Quale è il suo giudizio complessivo sul Sistema Sanitario Nazionale?
 “Il servizio sanitario nazionale, pur nelle sue difficoltà e nella complessa gestione soprattutto economica, assolve ad un ruolo essenziale per una democrazia moderna. Garantire a tutti, indipendentemente dal reddito il diritto alle cure è un compito del servizio sanitario nazionale. Ciò che la politica deve garantire, ciò che deve fare è impedire che le differenze sostanziali tra le parti del paese, pensiamo a nord e sud, diventino limitative o peggio ostative per i diritti intangibili delle persone”.

Cosa pensa delle nomine dei dg delle Asl gestite dalla politica regionale?
“La gestione della sanità a livello regionale sta dando i suoi frutti.
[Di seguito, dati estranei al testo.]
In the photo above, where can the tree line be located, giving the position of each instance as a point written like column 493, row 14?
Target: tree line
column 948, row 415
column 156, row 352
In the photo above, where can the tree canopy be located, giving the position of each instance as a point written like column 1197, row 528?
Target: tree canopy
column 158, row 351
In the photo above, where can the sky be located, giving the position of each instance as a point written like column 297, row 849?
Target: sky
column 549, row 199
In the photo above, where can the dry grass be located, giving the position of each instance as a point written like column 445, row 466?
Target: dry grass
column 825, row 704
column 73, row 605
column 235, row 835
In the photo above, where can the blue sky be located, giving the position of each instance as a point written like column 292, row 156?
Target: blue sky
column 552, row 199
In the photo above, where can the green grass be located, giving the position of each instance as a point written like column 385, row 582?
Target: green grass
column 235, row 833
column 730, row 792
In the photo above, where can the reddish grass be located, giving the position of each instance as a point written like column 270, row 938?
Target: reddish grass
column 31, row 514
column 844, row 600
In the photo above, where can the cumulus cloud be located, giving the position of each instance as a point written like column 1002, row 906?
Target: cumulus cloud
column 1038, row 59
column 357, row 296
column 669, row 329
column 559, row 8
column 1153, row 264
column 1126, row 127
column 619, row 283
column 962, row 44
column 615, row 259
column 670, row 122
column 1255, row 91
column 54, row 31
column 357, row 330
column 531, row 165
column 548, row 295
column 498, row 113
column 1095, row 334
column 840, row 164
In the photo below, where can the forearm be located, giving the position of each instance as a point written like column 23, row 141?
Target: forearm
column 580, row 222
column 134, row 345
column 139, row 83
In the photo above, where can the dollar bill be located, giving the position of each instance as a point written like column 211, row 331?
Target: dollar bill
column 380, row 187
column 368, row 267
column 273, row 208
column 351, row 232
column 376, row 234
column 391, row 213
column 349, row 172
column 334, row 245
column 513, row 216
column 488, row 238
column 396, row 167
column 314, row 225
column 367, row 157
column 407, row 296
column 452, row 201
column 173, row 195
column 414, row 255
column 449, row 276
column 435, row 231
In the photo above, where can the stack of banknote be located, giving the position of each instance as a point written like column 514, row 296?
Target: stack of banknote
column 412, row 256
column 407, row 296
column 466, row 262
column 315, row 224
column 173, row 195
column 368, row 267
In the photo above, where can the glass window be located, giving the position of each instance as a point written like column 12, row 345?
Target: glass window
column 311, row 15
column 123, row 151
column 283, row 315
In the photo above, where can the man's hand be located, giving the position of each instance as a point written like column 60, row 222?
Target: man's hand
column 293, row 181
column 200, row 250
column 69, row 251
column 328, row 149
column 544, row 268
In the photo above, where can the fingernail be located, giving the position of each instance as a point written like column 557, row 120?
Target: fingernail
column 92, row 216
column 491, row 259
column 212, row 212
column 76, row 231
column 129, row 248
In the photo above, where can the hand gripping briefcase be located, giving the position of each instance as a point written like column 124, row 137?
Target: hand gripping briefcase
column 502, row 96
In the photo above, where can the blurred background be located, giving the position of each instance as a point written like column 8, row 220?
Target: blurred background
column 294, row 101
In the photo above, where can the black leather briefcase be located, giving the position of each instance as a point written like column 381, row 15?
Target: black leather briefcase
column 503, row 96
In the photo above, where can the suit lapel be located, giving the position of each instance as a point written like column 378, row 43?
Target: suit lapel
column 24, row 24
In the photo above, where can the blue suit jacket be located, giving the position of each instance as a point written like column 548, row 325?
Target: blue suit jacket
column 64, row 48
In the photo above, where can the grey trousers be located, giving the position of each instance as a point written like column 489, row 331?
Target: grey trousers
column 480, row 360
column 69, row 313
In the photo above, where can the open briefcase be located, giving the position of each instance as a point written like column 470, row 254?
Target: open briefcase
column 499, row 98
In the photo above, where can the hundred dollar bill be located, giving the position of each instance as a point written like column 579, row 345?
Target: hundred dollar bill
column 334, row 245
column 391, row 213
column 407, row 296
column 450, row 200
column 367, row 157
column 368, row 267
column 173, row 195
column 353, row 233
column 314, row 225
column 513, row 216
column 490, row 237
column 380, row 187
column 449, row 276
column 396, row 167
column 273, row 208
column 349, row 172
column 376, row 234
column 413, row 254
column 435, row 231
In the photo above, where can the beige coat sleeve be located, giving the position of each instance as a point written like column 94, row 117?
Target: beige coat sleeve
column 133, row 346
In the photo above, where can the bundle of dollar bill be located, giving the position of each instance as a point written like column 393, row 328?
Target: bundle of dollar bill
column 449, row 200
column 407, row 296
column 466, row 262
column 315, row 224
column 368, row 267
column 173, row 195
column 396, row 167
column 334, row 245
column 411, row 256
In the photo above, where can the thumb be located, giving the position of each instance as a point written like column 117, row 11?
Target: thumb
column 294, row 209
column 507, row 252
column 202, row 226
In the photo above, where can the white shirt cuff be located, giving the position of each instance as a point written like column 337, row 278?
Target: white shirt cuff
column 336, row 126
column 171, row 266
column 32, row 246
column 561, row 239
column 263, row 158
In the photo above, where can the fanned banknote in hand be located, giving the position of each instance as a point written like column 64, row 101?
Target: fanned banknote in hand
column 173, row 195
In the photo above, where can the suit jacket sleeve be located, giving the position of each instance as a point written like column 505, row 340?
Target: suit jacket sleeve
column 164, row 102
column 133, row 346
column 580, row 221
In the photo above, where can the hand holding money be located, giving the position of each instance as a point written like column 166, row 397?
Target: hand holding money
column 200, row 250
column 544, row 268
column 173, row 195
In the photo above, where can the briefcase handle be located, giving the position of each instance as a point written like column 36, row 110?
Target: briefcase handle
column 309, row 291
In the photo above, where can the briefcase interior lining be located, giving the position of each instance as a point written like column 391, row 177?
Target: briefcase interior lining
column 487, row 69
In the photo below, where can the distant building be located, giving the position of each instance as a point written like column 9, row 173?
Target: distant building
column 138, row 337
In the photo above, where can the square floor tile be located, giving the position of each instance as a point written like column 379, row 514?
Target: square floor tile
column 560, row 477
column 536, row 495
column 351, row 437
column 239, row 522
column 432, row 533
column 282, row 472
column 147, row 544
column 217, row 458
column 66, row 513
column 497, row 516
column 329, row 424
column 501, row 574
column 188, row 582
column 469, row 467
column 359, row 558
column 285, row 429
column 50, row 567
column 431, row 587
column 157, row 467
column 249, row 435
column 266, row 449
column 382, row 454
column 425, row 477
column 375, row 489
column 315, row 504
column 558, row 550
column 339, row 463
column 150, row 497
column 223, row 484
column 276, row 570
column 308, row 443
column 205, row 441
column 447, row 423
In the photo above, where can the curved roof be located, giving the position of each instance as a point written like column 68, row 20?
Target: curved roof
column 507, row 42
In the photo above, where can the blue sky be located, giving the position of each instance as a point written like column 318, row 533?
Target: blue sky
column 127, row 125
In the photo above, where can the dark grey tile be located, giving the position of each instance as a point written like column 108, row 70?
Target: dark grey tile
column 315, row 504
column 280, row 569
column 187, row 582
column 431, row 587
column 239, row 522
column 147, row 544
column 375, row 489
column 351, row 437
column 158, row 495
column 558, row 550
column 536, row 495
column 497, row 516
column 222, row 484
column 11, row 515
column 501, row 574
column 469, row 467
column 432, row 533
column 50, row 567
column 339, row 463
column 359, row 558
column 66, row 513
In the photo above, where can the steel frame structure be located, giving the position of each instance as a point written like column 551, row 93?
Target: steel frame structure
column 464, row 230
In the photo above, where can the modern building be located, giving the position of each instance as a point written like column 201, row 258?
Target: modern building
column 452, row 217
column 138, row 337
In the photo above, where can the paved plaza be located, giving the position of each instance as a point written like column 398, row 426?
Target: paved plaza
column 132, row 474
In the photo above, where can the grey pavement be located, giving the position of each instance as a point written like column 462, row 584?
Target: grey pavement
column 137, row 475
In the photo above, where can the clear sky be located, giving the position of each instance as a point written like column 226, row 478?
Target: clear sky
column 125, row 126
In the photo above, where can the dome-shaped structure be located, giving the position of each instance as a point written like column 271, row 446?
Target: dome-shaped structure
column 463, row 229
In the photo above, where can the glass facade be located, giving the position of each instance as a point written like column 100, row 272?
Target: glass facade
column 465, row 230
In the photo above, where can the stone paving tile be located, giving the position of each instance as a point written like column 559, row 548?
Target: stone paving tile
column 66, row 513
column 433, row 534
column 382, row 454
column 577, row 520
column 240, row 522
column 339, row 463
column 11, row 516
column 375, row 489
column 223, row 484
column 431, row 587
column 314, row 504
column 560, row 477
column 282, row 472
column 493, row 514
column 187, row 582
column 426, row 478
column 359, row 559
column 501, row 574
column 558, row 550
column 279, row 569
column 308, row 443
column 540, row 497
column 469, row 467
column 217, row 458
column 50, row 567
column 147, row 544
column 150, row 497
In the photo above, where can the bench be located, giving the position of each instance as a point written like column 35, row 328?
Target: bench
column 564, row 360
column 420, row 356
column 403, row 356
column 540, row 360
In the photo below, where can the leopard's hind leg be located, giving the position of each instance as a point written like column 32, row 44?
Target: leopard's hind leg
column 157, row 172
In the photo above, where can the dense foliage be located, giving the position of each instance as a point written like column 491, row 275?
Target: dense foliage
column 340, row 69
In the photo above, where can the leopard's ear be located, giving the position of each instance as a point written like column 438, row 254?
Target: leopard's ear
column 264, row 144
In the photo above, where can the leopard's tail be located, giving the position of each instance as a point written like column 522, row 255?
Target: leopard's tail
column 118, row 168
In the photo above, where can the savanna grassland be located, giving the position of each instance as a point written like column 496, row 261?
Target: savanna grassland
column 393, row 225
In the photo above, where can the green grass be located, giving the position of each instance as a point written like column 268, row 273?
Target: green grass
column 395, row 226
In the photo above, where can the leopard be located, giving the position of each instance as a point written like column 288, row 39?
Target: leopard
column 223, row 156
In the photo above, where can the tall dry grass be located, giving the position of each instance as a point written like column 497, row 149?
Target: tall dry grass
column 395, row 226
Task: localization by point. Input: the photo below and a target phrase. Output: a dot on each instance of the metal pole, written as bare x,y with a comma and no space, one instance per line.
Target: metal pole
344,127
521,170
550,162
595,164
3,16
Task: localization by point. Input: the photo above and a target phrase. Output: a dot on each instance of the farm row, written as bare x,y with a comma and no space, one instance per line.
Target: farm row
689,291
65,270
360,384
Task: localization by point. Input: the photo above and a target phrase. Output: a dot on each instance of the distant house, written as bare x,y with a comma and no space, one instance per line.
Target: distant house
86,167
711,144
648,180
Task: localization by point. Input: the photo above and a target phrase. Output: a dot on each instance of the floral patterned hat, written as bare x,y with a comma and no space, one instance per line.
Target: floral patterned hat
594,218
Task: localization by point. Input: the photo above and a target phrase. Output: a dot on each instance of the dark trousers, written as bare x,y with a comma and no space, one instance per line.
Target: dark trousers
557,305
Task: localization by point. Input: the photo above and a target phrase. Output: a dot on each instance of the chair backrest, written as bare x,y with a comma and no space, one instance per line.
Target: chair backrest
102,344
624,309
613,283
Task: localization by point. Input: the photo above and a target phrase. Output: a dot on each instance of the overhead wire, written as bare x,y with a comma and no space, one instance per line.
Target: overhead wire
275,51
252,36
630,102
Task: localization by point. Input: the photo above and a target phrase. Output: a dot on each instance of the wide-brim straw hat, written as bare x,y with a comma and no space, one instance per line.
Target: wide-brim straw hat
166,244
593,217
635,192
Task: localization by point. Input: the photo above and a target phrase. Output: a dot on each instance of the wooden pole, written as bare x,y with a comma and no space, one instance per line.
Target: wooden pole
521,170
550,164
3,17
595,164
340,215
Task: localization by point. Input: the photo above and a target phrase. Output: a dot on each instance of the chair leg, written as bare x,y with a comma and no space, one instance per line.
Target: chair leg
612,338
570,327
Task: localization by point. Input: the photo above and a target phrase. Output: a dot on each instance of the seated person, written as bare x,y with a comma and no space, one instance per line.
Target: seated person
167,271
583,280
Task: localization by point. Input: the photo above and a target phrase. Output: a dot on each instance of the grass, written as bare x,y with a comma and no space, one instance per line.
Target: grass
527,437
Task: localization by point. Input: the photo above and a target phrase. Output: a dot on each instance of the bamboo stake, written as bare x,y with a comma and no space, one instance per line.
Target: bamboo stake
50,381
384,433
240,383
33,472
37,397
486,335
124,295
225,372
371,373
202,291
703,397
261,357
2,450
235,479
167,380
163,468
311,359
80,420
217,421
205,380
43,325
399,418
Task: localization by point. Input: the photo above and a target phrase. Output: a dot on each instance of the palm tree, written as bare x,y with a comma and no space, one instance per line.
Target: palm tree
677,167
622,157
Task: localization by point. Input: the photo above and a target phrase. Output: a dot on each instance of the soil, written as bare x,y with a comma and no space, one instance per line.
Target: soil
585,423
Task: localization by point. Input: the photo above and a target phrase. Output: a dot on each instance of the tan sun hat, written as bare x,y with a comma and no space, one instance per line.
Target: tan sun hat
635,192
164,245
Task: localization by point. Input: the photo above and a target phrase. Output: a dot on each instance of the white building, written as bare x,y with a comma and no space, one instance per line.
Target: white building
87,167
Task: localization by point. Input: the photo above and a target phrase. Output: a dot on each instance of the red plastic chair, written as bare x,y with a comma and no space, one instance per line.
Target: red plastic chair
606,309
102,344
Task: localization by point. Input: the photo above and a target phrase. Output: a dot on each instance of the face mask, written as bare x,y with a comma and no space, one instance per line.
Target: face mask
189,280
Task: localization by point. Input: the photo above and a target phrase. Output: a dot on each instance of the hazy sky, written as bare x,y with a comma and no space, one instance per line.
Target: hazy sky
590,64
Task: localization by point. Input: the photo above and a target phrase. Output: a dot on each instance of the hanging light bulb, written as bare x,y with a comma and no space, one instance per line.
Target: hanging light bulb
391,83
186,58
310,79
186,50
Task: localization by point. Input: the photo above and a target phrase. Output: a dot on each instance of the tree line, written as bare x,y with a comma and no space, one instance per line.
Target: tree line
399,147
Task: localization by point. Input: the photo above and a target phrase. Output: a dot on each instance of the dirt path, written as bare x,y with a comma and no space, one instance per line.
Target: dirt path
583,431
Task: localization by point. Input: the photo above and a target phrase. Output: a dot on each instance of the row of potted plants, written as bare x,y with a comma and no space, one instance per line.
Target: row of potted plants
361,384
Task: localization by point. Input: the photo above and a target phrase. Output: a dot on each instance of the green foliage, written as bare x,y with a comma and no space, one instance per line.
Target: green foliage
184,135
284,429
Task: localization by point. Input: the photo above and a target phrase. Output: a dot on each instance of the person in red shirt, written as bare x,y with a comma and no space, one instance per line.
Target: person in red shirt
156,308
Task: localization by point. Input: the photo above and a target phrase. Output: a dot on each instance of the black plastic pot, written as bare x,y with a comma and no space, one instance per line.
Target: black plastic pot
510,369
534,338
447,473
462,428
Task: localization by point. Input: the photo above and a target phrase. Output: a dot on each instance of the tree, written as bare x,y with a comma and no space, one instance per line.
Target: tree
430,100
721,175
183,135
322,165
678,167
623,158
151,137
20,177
Si pensi alla Regione Campania, che era in grave deficit e oggi ha raggiunto il pareggio di bilancio per cui ci si chiede come mai oggi sia ancora commissariata alla luce anche del fatto che sta dimostrando di avere da un lato gli anticorpi per combattere fenomeni quali lassismo e incapacità. Dall’altro, però, vi è una nuova sensazione, quella di una classe dirigente che vuole governare e non può essere commissariata per decenni. Insomma a fronte di questi risultati non si capisce perché la gestione non possa essere direttamente in capo alla Regione”.

 È favorevole o contrario ad un ritorno ad un sistema centralizzato, limitando le prerogative delle Regioni?
“Era quello che dicevo prima: in un paese che vuole l’autonomia differenziata, che anche al Sud accoglie la battaglia e la sfida per il Regionalismo, non capisco perché non si possa riconoscere una discrezionalità regionale in tema sanitario. La centralizzazione, negli anni, ha prodotto guasti e problemi. La gestione regionale, giusto per citare qualche numero, ha fatto sì che nell’ultimo tavolo al ministero sia stato riconosciuto come la Campania abbia superato la soglia dei 160 punti nella griglia dei livelli essenziali di assistenza per il 2018”.

La cosiddetta malasanità dipende solo da errori dei medici?
“Purtroppo l’errore umano è un fatto da considerare sempre. Il dramma è che quando parliamo di medici quell’errore umano può costare una vita. Ecco perché, e parlo anche e soprattutto da avvocato, l’errore medico è uno dei più complessi da giudicare. Non va sottovalutato del resto anche il contesto in cui il medico si trova ad operare. Numerose sentenze hanno riconosciuto che i medici che operano in realtà difficili, complesse con turni lunghi e con situazioni di stress evidenti, corrono il rischio di commettere qualche errore in più. Ecco perché nel contesto generale va considerato anche questo aspetto”.